Gurbir S. Grewal, the SEC's Enforcement Division Director, clarified that federal securities laws are primarily concerned with the economic essence of an offering, not its superficial labeling or nature. He emphasized that regardless of the offering type, if it's considered an investment contract, it is a security.
SC2 rapidly sold over 10,000 NFTs, priced around $800 each. The firm highlighted advantages like NFT resale potential, which the SEC alleges fueled investor beliefs of potential profitability from secondary market sales.
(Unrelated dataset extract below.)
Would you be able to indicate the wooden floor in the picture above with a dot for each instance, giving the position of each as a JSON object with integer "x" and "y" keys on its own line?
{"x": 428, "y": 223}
Grewal observed that Stoner Cats 2 capitalized on its crypto expertise to promote its NFTs, hinting at the potential for their value to rise.
Stoner Cats, a cartoon about cats that become sentient due to their owner's cannabis, generated a 2.5% royalty from each NFT transaction on secondary platforms. The SEC remarked that these royalties reassured NFT holders of SC2's commitment to the series, insinuating that NFT prices could escalate alongside the show's success.
While not admitting guilt, SC2 settled by agreeing to pay $1 million and forfeit all held NFTs.
Interestingly, Stoner Cats was a pioneering NFT-funded TV show with a star-studded voice cast including Ashton Kutcher, Jane Fonda, Chris Rock, and Ethereum's Vitalik Buterin. Only NFT holders could access its first six episodes.
Various celebrities, like Kim Kardashian, Floyd Mayweather Jr., and DJ Khaled, have previously faced regulatory challenges tied to cryptocurrency promotions.
Highlighting the controversy, SEC Commissioners Hester Peirce and Mark Uyeda drew parallels between Stoner Cats NFTs and 1970s Star Wars collectibles. They questioned if, by current standards, Star Wars collectibles would be deemed investment contracts. The commissioners stressed that while artists shouldn't bypass securities laws, the SEC must also support artists' endeavors without stifling their creativity and fan engagement.